Trans-Pacific Partnership, Presidential Politics Top Topics At Steelworkers Legislative Conference
Lobbying against the looming Trans-Pacific Partnership “free trade pact” and discussions of presidential politics were the top topics at the recent Steelworkers Legislative-Political Conference in Washington.
The hundreds of delegates spent their time buttonholing lawmakers on how the TPP, like other past “trade pacts,” only more so, would destroy U.S. middle-class jobs and close U.S. factories, call centers and other enterprises.
They were buttressed by recent reports and analyses, from the Economic Policy Institute and from academic economists in Massachusetts, showing the TPP would lower U.S. gross domestic product from otherwise-predicted levels and lead to the exodus of thousands of U.S. factory and other jobs to low-wage anti-worker nations such as Brunei and Vietnam.
They also got a boost on May 9 from former Secretary of State Hillary Clinton. That leading Democratic presidential hopeful bluntly told the Oregon Fair Trade Coalition that “I have said I oppose the TPP agreement – and that means before and after the election.”
The GOP-run Congress may take up the TPP this year under so-called “fast-track” presidential trade authority, which Democratic President Barack Obama and GOP leaders pushed through early in 2016. The TPP covers 12 Pacific Rim nations, including the U.S.
Fast-track forces lawmakers, in each House, to take one simple up-or-down vote not on the TPP, but on Obama administration-written legislation to implement the pact. The vote would come after limited debate and no amendments, including no pro-worker amendments.

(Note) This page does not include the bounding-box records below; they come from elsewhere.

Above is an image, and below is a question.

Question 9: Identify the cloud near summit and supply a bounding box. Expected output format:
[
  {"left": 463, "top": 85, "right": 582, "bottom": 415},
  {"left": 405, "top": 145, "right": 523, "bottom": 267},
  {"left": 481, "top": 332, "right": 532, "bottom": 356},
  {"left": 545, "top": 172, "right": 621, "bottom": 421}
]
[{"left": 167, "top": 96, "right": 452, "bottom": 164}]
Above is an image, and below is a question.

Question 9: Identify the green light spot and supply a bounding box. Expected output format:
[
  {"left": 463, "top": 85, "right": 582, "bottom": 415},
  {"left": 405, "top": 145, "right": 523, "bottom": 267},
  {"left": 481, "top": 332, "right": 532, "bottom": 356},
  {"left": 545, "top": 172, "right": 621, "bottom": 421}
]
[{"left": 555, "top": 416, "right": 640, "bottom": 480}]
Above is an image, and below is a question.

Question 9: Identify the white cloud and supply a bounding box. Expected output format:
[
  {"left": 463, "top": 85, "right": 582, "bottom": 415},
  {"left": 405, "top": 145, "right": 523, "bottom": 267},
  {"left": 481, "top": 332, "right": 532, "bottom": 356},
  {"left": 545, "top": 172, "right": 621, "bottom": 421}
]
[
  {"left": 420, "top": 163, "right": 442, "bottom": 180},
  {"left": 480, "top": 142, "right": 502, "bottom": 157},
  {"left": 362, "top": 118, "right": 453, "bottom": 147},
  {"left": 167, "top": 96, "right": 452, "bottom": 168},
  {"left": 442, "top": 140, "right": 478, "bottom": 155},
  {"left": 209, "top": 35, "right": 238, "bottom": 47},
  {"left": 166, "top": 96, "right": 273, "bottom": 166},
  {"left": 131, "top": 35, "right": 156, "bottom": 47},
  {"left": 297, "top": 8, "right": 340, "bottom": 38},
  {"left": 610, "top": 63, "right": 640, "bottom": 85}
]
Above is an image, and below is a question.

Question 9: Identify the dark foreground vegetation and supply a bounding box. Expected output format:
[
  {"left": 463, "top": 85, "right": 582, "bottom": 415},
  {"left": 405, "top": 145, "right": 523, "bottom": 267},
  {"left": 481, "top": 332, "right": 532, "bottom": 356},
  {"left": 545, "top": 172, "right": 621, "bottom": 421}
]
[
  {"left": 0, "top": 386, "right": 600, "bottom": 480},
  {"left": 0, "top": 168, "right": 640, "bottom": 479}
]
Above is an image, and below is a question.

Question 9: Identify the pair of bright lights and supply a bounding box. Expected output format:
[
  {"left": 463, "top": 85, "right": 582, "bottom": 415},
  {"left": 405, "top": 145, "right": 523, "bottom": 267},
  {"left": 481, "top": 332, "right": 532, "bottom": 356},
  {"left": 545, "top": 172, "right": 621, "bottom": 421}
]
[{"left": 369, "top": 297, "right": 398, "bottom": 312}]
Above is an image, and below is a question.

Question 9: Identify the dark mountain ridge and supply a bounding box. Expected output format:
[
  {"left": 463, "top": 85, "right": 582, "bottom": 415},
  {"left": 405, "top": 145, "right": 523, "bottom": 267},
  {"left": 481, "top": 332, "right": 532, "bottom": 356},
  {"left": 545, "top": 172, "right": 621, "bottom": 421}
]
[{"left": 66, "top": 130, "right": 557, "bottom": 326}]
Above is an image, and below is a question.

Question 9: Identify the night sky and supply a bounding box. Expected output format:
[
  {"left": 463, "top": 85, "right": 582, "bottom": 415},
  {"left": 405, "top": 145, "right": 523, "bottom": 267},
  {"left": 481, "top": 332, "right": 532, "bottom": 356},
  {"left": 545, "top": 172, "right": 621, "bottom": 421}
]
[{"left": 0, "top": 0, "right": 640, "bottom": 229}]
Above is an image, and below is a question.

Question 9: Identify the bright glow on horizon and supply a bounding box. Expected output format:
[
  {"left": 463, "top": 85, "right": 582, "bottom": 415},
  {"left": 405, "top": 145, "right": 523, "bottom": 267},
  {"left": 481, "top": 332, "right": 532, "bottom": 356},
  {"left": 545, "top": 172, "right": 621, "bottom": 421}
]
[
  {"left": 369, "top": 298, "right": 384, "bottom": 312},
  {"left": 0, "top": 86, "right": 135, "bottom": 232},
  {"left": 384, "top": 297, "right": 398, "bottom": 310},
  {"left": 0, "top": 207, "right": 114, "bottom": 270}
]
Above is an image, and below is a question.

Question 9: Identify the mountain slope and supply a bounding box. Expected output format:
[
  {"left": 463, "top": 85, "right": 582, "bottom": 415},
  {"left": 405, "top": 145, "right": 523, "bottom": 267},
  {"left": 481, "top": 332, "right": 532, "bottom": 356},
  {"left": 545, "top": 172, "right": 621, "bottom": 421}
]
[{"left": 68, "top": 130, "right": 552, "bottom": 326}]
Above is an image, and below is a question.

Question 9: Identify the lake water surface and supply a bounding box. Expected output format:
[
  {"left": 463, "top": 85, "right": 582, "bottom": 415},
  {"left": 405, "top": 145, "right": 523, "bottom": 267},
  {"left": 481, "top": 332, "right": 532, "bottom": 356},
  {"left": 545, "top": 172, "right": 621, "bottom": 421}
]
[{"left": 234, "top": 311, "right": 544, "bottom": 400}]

Workers and their allies strongly opposed fast-track, but the House narrowly approved it, due to overwhelming Republican support, plus 28 defecting House Democrats. The USW members at the legislative conference also discussed what to do about those solons this fall.
While the workers lobbied lawmakers against the TPP, they also pondered the presidential prospects and positions of the two remaining Democrats in the race, Clinton and Sen. Bernie Sanders, Ind.-Vt. USW President Leo Gerard ruled out the Republicans last year.
As an international, USW has yet to endorse either, though some individual locals have endorsed Sanders or Clinton. Sanders used Carrier’s decision to close its profitable furnace plant near Indianapolis as an example of damage trade pacts – NAFTA in that case – cause.
The Vermonter met with USW Local 1999’s president before the mass rally there, and the local endorsed him. Sanders’ emphasis on such pacts’ harm to workers propelled him to victory in the Hoosier State, on top of his prior upset of Clinton in Michigan.
The union’s leaders are happy with both Democrats. Sanders has a 25-year record of being pro-worker and pro-union and voting against every single job-losing “free trade” treaty that lawmakers have considered. USW leaders are having constant discussions with Clinton’s top aides about her trade pact stands. The activists reported local members reject GOP nominee Donald Trump, the billionaire businessman who opposes the trade pacts, as a racist
As Democratic President Barack Obama’s Secretary of State, Clinton pushed the TPP. But when it came out in final form late last year, she said she opposed it as inadequate in, among other things, labor protections. Her new statement to the Oregon group also opposes lawmakers taking up the TPP in a “lame-duck” session after the November election.